現実問題、中小企業の株式評価において、適切な計画に基づく将来キャッシュフローの算定などは困難であるうえに、相続が争族になりかねないような場面では、客観性の観点から受け入れられないでしょう。
そういう意味で、先日の記事で想定しているのは、「DCF」じゃなくて、「収益還元」なのでしょう。
収益還元というのは、簡易版DCFとでもいうべき方法でして、DCFみたいに毎年の収益(正確にはキャッシュフロー)を個々に見積もっていくんじゃなくて、一定の収益が永続するとの仮定で評価する方法です。
算式でいうと次の通りです。
一定の収益 ÷ 資本還元率
ま、行ってみれば、DCFでのターミナルバリュー計算における永久成長モデルと同じ計算式です。
DCFとの違いは、DCFが通常3~5年程度の事業計画が必要なのに対して、収益還元だと収益予想は一年分だけでいいという点でいいので、かなり簡便になります。
不動産鑑定なんかでは、最近は主流になっていますね。
不動産なんかの場合は、賃料収入というものは通常一定で推移しますので、見積もりやすいのですが、会社となると、またそれが難しいという点は残ります。
じゃあ、その一定の収益はどうやって見積もるのかというと、いろいろな方法がありますが、客観性が求められるであろう中小企業庁が想定するケースでは、たぶん、過去実績をベースにしたものになるのでしょう。
過去数期分を単純平均するか、加重平均するかなりの指針がでるんじゃないでしょうか?
となると、今度問題となってくるのが、資本還元率です。
これもどの%を使うっていうルールはなく、実務では、ROE平均を使ったり、WACC的な発想で設定したりといろいろな対応が図られていますが、どうなるんでしょうね?
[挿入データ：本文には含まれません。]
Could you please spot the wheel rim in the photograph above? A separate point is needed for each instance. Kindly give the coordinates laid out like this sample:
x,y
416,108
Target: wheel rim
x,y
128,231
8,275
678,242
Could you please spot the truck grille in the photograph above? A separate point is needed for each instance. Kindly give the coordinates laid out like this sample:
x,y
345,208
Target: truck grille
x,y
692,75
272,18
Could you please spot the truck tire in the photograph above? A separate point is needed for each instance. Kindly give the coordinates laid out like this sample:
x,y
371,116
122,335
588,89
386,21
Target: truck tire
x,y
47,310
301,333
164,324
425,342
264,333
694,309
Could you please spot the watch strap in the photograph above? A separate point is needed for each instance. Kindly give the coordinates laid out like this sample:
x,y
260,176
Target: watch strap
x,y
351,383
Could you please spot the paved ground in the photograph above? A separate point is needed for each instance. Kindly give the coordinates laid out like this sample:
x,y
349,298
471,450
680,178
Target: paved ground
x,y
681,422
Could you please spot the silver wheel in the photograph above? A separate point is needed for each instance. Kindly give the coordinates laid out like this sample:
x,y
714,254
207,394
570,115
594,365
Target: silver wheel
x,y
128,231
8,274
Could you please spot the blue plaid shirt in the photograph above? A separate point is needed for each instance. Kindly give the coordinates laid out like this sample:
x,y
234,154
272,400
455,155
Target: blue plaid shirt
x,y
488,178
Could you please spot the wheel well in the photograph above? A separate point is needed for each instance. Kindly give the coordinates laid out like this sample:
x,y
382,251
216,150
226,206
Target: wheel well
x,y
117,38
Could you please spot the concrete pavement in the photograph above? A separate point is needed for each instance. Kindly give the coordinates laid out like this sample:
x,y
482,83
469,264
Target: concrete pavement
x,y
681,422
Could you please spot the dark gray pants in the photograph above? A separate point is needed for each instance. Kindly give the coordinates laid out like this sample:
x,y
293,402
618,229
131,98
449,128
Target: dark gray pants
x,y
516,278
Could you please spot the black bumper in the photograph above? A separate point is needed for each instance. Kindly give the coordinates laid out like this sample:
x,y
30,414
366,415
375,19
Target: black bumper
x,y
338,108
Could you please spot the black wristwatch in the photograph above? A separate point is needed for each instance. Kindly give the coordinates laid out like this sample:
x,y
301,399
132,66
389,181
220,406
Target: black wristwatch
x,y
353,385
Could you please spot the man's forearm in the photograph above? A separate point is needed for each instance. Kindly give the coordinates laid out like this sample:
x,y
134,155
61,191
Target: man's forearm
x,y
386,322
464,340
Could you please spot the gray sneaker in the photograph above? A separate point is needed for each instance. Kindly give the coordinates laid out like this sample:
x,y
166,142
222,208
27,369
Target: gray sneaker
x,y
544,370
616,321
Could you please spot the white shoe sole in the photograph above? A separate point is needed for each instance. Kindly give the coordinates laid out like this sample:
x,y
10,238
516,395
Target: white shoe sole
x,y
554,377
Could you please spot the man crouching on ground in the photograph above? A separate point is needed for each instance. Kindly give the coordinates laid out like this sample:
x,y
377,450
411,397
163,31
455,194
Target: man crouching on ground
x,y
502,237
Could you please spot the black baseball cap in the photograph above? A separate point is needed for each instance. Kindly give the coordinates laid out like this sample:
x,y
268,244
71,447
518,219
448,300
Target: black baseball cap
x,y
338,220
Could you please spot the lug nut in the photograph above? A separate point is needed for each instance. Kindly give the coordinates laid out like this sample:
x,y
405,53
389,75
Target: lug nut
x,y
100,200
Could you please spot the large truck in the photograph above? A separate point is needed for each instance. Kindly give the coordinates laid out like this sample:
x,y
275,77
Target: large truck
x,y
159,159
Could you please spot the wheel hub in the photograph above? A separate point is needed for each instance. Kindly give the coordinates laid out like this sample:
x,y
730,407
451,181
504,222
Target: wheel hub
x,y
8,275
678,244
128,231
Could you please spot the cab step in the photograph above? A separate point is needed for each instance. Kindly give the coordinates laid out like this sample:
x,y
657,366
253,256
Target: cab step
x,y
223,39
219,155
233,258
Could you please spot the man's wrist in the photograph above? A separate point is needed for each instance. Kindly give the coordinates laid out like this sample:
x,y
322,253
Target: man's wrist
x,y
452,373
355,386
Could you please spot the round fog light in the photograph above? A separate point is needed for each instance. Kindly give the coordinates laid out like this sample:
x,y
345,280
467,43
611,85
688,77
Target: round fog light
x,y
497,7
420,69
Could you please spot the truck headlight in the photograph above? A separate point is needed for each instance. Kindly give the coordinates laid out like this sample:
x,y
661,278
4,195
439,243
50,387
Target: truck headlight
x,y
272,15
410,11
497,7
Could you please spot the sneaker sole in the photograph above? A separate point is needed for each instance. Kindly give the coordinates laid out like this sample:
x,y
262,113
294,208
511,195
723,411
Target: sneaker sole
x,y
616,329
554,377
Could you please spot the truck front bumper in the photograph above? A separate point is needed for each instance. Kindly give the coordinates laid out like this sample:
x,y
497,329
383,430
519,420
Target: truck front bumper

期待利回りという意味ではWACCのほうがロジカルですが、そうなると今度は、株式投資リスクプレミアムは何%がいいとか、βの計算はどうするだとか、非上場もしくは小規模リスクプレミアムをどうするだとか、カネボウの事件を引き合いにするまでもなく、不毛な神学論争の世界になってしまうので、難しいかもしれませんね。
それとも相続税法上の類似業種比準法みたいに業種別に使用する還元率を中小企業庁あたりが、毎年計算して、発表するというのも一案かもしれません。計算ロジックは不毛な論争を避けるために、ブラックボックスにして・・・、ていうのは、さすがにこの情報公開時代にはそぐわないですかね?
難しいロジックはつかわらずに、配当還元法における配当還元率みたいに一律10%!
みたいなほうが、返ってスッキリするかもしれません。意外とこの数字も中小零細企業評価としては悪くない水準ですし・・・。